The tower will be built on town-owned land adjacent to an East Hampton Fire Department substation, which is under construction. AT&T’s equipment, including 12 panel antennas and 15 remote radio heads, will be installed on the tower between 155 to 160 feet high, and the space above will hold the town’s emergency communications equipment.
The proposal was the result of a legal settlement between East Hampton Town and AT&T, which had sued after the planning board in 2017 denied its application to install antenna panels on an existing wind turbine at Iacono Farm on Long Lane in East Hampton.
According to the settlement, the planning board had to approve the application for the new tower by Feb. 18, 60 days after it was filed, otherwise the company would pursue its earlier plan to install the equipment at Iacono Farm.
“There’s not a member who hasn’t struggled with this application,” said Samuel Kramer, the board’s chairman, who voted in favor of it. “We’re not doing it lightly or cavalierly, but it’s undeniable that the town’s emergency services have to be given the highest consideration.”
Ed Krug, Ian Calder-Piedmonte, and Sharon McCobb voted with Mr. Kramer, while Randy Parsons, Louis Cortese, and Kathy Cunningham voted against the application.
Explaining his vote, Mr. Parsons noted that the town’s code for wireless facilities had been adopted 18 years ago and was out of date. “There is no written plan or map of preferred sites for wireless communications and emergency services facilities in the town,” he said. The town, he added, needs to be “more proactive” in determining the location and design of such structures.
The deadline imposed by the settlement led to some confusion about the wording of the board’s resolution, which was drafted during the meeting by Jameson McWilliams, its legal counsel.
After board members read the resolution, Mr. Calder-Piedmonte suggested adding a condition that explicitly required AT&T to allow the town to use the space above 160 feet for emergency communications equipment.
Ms. Cunningham wanted to require the company to change the design of a concrete pad on which an associated diesel generator and fuel storage tank will sit. A two-inch lip on the pad, she said, would protect the groundwater from runoff from the equipment.
The board settled on inserting less specific language that requires AT&T to comply with all provisions of the town’s groundwater protection policy.
Scoville Considered
Later that evening, the board considered an application having to do with Scoville Hall, the Amagansett Presbyterian Church’s parish house, which was built in 1925 and reconstructed after a fire destroyed it in 2011.
The church is seeking site plan approval to install a 1,050-square-foot bluestone terrace, a 64-square-foot concrete pad for a Dumpster, a 180-square-foot, 8-foot-deep pit to hold a generator, 6-foot-high fences to screen the Dumpster and the generator, and seven 10-foot pole-mounted lights for the parking lot.
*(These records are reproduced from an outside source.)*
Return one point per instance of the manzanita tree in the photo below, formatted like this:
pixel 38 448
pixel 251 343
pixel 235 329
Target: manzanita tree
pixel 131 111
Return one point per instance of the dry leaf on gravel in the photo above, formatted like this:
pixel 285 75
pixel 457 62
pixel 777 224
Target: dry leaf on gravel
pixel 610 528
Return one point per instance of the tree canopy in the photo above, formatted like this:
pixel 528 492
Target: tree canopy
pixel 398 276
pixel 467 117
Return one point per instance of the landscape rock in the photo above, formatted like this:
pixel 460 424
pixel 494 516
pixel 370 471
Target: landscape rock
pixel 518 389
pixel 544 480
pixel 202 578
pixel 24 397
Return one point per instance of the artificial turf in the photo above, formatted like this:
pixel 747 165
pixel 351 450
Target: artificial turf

It is also seeking to relocate a shed on the property.
The proposal would require variances from the zoning board of appeals to allow for 15,061 square feet of coverage, where 13,822 square feet is now allowed.
The patio, said Richard Whalen, a lawyer for the church, would be used as a place to hold functions, and it would be named in memory of Ron Fleming, who was a member of the church.
The church had been offered an old generator for free, Mr. Whalen said, and intends to use the hall as an emergency shelter. The generator would be housed in the proposed pit and outfitted with a custom-made baffle system to dampen the noise.
Mr. Whalen said SoundSense, an acoustical consultant in Wainscott, had determined that the generator would emit 65 decibels of sound. That would exceed the town’s allowable level for noise for properties in a residential zone between 7 p.m. and 7 a.m.
Mr. Whalen pointed out that when the generators are not in use, they run for only about 20 minutes once a week, and could be timed to run between 7 a.m. and 7 p.m., when 65 decibels is permitted by the code. “I don’t feel comfortable approving it unless I know that the noise is at a code-compliant level,” said Ms. Cunningham, and her colleagues agreed. The applicant’s lighting plan also did not comply with the code’s standards for light emissions.
Mr. Whalen said he would investigate more options to baffle the generator noise and would rethink the lighting plan before providing the board with an updated proposal.